I am actually working on a product in the same area (auto ml/ mlops ) as a non YC startup... We might be able partner. I am not sure how to reach you?
Send us an email - Adam at MindsDB.com and Jorge at MindsDB.com
absolutely lets connect!! jorge at mindsdb
> So I assume that you are doing hyperparameter search? Can you share what optimization method you are using for search (e.g. random, gp )?

Short answer is optuna and ax but only sometimes.

Long answer lead me down a rabbit whole and it's 10k+ words and a few experiments deep. If you're interested in this are specifically ping me, but I've got nothing concrete, however I like discussing it.

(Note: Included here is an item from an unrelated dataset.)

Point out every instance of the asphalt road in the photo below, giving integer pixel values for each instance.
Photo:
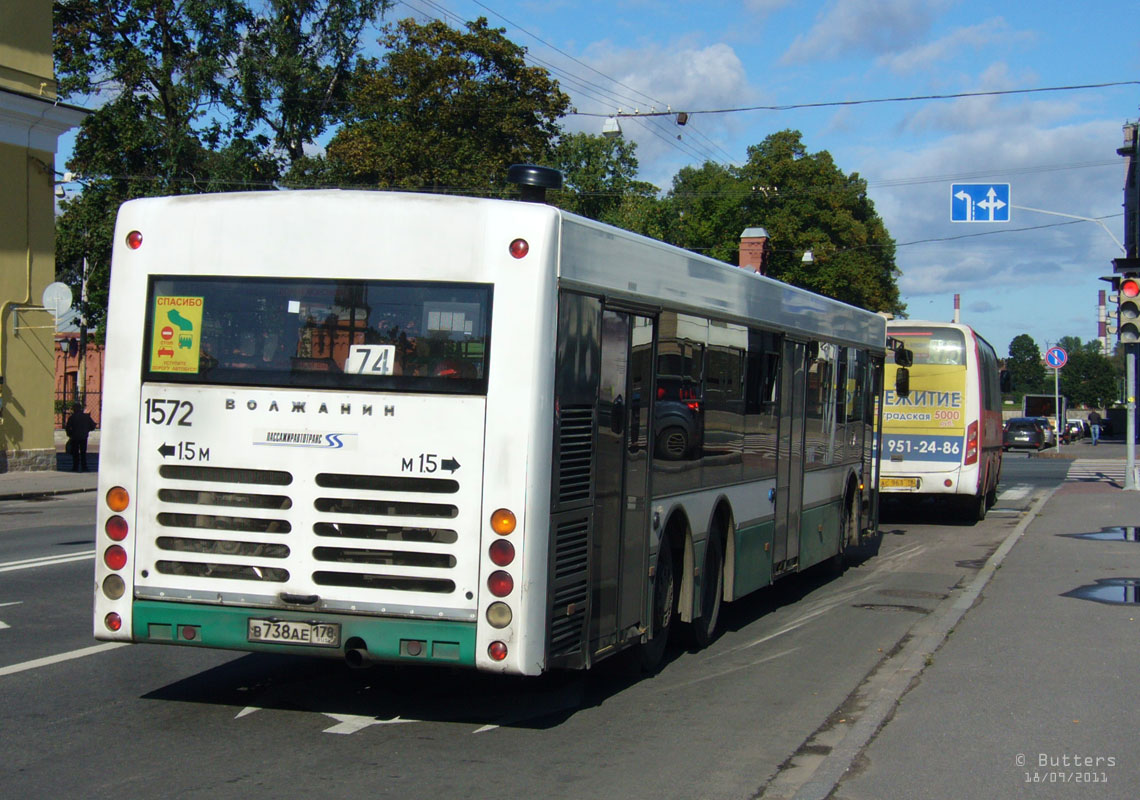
(79, 718)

A recent paper I saw that somewhat echos my thoughts is: https://arxiv.org/pdf/2102.03034.pdf | but some bits feel either over my head and/or overly pedantic and/or overly formal | and I'm not sure I agree with the conclusion | and loads of it is irrelevant. But if the problem interests you I'd suggest giving it some time, with those disclaimers in mind

> Also, is the search can be distributed in parallel to multi node ?

Theoretically yes, practically it's still WIP to get this to work, but the architecture we have right now is very much conceived with massive distribution in mind (see our docs for more details on that).

> And, if mindsdb is not part of the db, what happen if minddb fail ?

The select query you use to make a prediction returns an error, essentially. Assuming you mean "what happens if it crashes or if the model you are using crashes?".

e.g:

psql> SELECT diagnostic FROM mindsdb.flu_detector WHERE headache=true AND temperature=37.5 AND cough='mild';

psql> Error: External table returned error: "Segfault"

OR

psql> SELECT diagnostic FROM mindsdb.flu_detector WHERE headache=true AND temperature=37.5 AND coughsfsagsa='mild';

psql> Error: External table returned error: Input column `coughsfsagsa` doesn't exist

(or something like that)

> Also, do you support automatic retraining?

Not at the moment, but we're going to add it very soon, with the first implementation allowing retraining with a certain user-set frequency (e.g. once every 2 hours).

Which will allow the model to be always fresh as new data comes in (assuming there's no time limit on the query)

Wow. Thanks for the answer and for the paper !. I myself implemented this: https://arxiv.org/pdf/1810.05934.pdf in go.

The issue with retraining is that you need new labels (assume supervised ML). so I wonder what process do you use to get those.